Ten years ago, not only did Boras project the future for Rodriguez in the big blue book, he also did the same for Derek Jeter and Nomar Garciaparra. He ran statistical models to compare the three elite shortstops through their age 35 season -- Jeter and Garciaparra had just completed their age 26 season. So how did Boras do on Jeter and Garciaparra?

Boras actually did very well with Jeter, underscoring the shortstop's reliability through the years. Garciaparra fell off mightily -- so much so that his age 35 season was his last in baseball.

By the way, two years after producing the Rodriguez book, Boras published one about Greg Maddux. His prediction for Maddux's next five years (85-75, 2.90) proved too optimistic (74-62, 4.11). But give Boras credit for this: his model predicted that Maddux would have 358 career wins at age 41. Maddux retired at age 42 with 355 wins.

Spare me the weeping about the Nationals losing Adam Dunn. Dunn is an American League player -- a bad defender with a big body who is 31 years old - and Washington would have been reckless to give him the years and dollars the White Sox offered (four years, $56 million). You don't want Dunn playing first base now, nevermind for $14 million when he's 34 years old. The Nats can pocket a draft pick, which right now stands to be the 23rd pick overall, and make better use of the money toward putting premium defense behind their young pitching. Don't discount the potential of the draft pick. From 2002-05, the players picked 23rd overall were Jeff Francouer, Brandon Wood, Phil Hughes and Jacoby Ellsbury.

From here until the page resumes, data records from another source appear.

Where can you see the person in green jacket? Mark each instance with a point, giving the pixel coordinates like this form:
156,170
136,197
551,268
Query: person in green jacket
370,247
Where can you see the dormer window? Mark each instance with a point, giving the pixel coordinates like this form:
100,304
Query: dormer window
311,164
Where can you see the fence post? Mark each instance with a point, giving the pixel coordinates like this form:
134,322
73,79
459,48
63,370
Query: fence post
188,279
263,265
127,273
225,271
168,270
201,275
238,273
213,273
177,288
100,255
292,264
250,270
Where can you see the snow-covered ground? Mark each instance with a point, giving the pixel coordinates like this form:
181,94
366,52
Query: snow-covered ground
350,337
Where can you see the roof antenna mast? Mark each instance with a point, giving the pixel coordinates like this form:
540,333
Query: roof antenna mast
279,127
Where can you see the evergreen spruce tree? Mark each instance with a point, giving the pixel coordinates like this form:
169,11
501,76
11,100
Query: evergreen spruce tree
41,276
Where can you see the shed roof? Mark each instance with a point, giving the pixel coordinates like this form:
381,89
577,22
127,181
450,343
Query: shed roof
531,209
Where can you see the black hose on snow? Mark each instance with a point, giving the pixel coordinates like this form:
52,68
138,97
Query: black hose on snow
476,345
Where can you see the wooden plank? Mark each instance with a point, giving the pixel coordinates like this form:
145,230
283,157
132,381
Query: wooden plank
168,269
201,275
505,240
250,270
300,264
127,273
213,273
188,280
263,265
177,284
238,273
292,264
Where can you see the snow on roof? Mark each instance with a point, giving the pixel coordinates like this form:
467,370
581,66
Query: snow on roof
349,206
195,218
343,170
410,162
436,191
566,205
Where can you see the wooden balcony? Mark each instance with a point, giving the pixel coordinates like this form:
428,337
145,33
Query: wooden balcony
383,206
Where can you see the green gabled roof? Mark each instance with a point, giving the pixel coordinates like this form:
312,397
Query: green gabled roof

That said, Dunn is a perfect fit for the White Sox, who just significantly reduced their six-win gap from the AL Central champion Twins. Chicago's 2010 season was wrecked when they did not pursue Jim Thome and were left without enough lefthanded power. The White Sox received only 24 home runs from lefthanded hitters last season with a .354 slugging percentage. And their lefthanded hitters against lefthanded pitchers were abysmal: two homers and a .286 slugging percentage.

Sure, the White Sox may have slightly overpaid for Dunn, but that's an acceptable strategy when you address a major need.